The lack of a cushioned sole is perfect for an uncushioned soul. To avoid injury, I must bound like a gazelle landing on the pads of my feet with prancing pizzazz. It makes sandaled runners look like a graceful screensaver, floating through the suspension of time.
This leads to more questioning. “You’re wearing sandals to run?!” Fantastic! Now I don’t need a pre-run snack, since I eat haters for breakfast!
2. Your Foot Sweat Can Dry Out
Shoes and socks make a moist combo. They stifle your foot and activate its sweat glands until your foot becomes the Everglades. That pond ain’t gonna feel good, and your feet are just going to sweat more to try to cool off.
Ever hear the rhyme about your piggy toes? Well, this little piggy went wee wee wee all the way home except he drowned in a sweat swamp first. It was probably more like wee wee wee worble worble blub blub blurp soggy bacon. Don’t be that piggy. Switch to sandals now.
3. It Shows You’re Cool Like That, Bro
Cuz lettin’ your toes hang loose is chill, man. YOU let the dogs out, as you should.

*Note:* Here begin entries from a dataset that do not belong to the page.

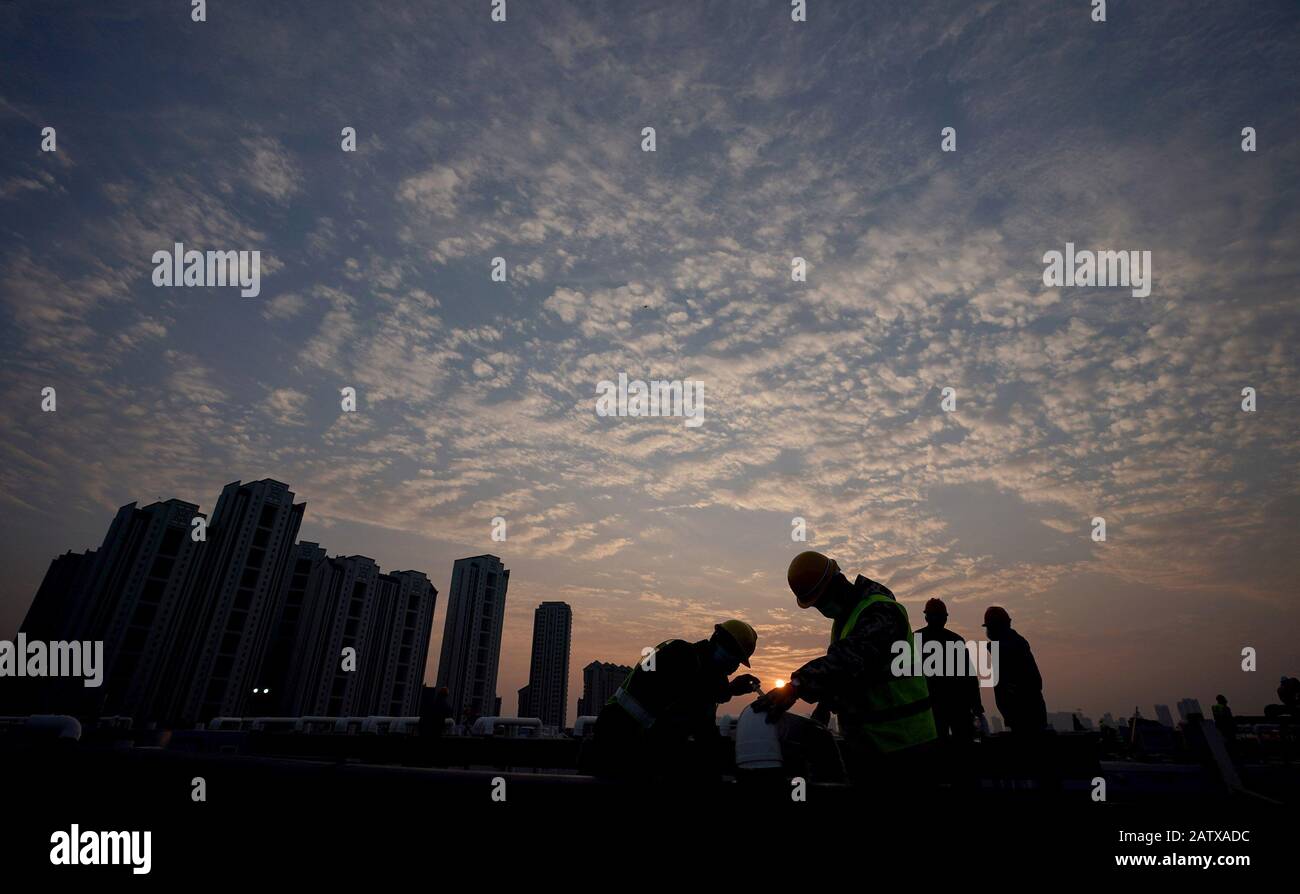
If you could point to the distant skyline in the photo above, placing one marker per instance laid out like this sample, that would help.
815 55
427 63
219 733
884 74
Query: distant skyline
476 399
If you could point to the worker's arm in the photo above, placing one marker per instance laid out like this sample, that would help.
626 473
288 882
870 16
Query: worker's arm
863 656
970 682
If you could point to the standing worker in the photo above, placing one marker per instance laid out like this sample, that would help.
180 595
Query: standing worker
885 720
954 695
1019 685
662 720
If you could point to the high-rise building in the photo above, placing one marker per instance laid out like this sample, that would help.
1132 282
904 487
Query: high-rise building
129 594
546 694
471 639
404 642
1187 707
235 602
298 642
599 681
346 603
341 685
60 598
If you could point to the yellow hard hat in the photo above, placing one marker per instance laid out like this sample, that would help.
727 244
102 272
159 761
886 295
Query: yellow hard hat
744 636
810 574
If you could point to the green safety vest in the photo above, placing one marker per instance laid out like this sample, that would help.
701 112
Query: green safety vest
896 714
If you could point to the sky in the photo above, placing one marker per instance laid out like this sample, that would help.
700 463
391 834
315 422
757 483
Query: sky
774 139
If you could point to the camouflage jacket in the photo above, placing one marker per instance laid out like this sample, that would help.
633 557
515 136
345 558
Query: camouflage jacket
859 659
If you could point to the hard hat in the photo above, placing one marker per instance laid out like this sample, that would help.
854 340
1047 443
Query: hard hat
996 613
742 636
809 576
935 607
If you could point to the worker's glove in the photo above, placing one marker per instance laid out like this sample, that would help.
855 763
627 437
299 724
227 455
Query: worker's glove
776 702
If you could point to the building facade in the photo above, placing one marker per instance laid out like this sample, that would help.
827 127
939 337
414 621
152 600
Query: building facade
599 681
471 639
547 676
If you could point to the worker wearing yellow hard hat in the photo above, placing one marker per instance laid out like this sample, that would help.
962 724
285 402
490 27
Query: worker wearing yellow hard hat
661 721
882 715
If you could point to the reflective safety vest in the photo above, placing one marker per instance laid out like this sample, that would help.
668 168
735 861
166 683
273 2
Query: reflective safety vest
892 715
635 707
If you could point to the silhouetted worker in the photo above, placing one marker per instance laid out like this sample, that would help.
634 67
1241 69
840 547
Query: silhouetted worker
1223 720
885 720
662 720
1288 691
954 697
434 711
1019 685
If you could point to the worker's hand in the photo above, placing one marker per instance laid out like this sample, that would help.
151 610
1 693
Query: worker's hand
776 702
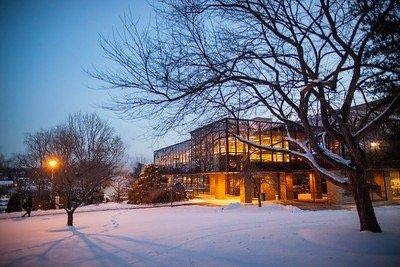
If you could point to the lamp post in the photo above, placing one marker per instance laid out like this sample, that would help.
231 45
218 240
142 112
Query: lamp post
52 163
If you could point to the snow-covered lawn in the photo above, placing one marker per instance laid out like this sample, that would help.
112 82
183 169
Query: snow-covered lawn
202 236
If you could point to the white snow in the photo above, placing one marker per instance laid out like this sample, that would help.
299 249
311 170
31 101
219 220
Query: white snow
234 235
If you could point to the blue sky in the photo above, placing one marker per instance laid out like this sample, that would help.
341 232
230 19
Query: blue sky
45 45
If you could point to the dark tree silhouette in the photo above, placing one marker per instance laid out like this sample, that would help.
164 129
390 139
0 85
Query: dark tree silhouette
304 63
89 155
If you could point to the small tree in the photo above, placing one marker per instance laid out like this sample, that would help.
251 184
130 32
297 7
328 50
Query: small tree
89 154
121 184
151 187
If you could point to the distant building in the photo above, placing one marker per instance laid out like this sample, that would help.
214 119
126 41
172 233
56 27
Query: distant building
213 163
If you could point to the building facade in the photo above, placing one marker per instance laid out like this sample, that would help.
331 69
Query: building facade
214 163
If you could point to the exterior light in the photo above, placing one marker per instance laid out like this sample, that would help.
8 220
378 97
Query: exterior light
374 145
53 163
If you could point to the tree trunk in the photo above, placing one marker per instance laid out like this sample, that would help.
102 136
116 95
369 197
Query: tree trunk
366 213
70 220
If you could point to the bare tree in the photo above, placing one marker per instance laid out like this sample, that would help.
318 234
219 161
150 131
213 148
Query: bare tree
302 62
89 155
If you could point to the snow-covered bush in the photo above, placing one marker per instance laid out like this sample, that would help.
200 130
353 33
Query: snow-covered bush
152 187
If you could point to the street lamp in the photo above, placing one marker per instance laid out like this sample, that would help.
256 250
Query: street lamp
52 164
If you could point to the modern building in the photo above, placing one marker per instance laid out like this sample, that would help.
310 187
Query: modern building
213 163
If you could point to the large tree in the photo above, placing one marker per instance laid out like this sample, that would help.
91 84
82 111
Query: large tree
306 63
88 153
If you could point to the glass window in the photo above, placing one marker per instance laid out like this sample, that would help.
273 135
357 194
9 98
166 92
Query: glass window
395 183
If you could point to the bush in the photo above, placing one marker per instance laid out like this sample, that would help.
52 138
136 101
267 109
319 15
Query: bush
14 204
152 187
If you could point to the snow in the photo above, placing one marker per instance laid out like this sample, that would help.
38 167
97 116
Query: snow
100 207
233 235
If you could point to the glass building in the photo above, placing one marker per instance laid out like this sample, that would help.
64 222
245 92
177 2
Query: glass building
215 162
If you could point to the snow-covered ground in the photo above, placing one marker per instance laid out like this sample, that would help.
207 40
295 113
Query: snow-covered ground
233 235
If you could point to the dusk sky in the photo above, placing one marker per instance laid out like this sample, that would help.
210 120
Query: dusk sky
45 47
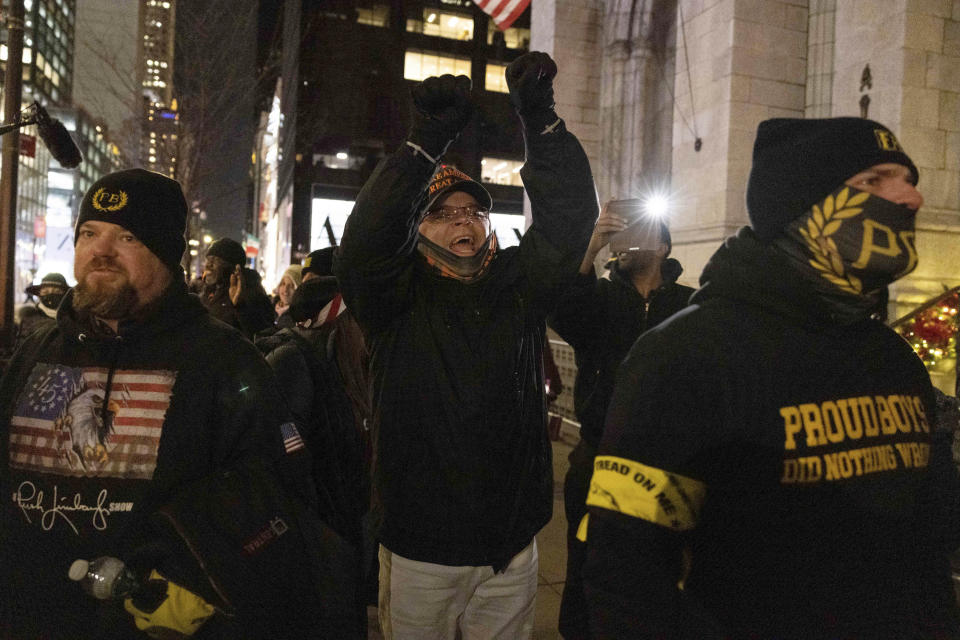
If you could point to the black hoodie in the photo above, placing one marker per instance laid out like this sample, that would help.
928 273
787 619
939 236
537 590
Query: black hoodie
462 467
81 469
601 319
792 454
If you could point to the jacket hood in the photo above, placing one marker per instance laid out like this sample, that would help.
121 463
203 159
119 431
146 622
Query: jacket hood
670 271
175 307
755 273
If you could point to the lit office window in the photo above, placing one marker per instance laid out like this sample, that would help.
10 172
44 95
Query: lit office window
418 65
377 15
508 227
514 37
443 24
501 171
495 79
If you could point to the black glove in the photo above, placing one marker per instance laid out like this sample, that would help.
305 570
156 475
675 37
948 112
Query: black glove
530 80
442 108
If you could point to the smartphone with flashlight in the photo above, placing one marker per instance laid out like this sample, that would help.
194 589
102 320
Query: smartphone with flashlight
643 232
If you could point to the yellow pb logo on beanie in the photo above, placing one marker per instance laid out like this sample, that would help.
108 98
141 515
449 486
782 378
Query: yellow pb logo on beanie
887 141
104 200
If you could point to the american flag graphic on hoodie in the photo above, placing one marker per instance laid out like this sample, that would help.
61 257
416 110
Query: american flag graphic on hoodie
61 426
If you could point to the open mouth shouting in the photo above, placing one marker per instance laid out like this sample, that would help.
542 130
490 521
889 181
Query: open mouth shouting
463 244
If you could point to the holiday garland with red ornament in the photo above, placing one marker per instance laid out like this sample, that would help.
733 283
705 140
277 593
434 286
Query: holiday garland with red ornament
932 332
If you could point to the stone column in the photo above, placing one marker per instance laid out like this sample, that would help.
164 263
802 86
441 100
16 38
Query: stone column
747 62
569 31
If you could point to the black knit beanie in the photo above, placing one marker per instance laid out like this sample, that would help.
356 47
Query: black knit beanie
148 204
797 163
228 250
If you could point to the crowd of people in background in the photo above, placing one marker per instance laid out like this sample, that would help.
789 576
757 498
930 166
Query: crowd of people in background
759 458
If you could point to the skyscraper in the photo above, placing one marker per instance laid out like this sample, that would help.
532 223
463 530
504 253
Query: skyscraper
155 63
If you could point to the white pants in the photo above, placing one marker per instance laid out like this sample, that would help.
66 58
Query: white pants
426 601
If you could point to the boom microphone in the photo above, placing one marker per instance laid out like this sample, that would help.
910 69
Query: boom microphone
57 139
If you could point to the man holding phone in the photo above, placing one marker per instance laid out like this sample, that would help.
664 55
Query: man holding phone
601 318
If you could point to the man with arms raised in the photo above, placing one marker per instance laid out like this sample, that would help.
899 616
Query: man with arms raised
462 469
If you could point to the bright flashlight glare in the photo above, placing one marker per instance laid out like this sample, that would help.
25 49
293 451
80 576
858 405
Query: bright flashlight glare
656 205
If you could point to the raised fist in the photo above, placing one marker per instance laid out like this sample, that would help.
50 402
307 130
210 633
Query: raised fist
442 108
530 80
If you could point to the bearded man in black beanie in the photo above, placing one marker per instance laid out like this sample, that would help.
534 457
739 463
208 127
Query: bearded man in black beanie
133 395
792 483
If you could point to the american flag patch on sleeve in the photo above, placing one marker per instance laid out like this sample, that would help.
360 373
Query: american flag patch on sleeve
291 437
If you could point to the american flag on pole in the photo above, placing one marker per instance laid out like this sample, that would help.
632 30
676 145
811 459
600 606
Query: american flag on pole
503 12
60 424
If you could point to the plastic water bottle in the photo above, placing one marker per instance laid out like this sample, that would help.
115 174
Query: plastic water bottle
104 578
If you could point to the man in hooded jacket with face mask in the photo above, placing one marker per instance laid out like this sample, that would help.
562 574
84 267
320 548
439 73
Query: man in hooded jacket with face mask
770 466
455 327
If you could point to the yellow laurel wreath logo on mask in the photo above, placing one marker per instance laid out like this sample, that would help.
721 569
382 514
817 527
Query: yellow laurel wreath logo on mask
822 224
114 201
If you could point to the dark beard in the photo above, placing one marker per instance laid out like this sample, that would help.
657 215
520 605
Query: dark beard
108 303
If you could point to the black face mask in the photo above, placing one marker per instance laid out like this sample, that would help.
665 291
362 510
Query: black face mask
856 242
51 300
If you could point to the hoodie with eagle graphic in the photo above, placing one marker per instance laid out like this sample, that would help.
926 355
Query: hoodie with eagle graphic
98 430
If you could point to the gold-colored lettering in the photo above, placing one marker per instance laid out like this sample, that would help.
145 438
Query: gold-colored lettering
906 404
791 425
869 247
886 140
813 424
898 414
904 449
833 469
887 425
856 457
832 421
921 414
851 418
869 412
891 458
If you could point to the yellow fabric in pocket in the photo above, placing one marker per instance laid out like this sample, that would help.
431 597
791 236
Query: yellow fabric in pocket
634 489
180 615
582 527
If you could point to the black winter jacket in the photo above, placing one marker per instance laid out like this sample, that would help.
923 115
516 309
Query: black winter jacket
462 467
601 319
81 470
794 457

4. You Could Land a Lucrative Foot Modeling Job
“I became a foot model because my feet looked so good in socks and shoes,” said no one ever. If you’ve got ’em, flaunt ’em! Agents are going to walk right past people hiding their toes. It’s the bold free-footers who get the gigs and stay a step ahead.
Forget resumes. Forget LinkedIn. Forget networking. Begin footworking.
Once you get in the industry, the game is afoot. You think that model on the beach is wearing his real feet in the photo? Nah, they had to photoshop some healthy sandal feet onto his legs. That’s where you can make big cash.
Money will flood in; if you’re not sure yet if your feet are beautiful enough, don’t worry. Apparently it’s easy: you just need to bring good news.
5. October Is the Season for Feet
For those of you despairing of becoming a foot model, don’t worry. I have good news for you (and beautiful feet): October is the month for you, too. Most people have to dress up to terrify others on Halloween. You, on the other hand, can just wear sandals!
When kids ask Trick or Treat, it really means Trick or Feet. For you, this means it’s a trick either way. When the children see the woes of your toes, they will retreat from the treats. Either your candy budget can shrink or your stomach can grow!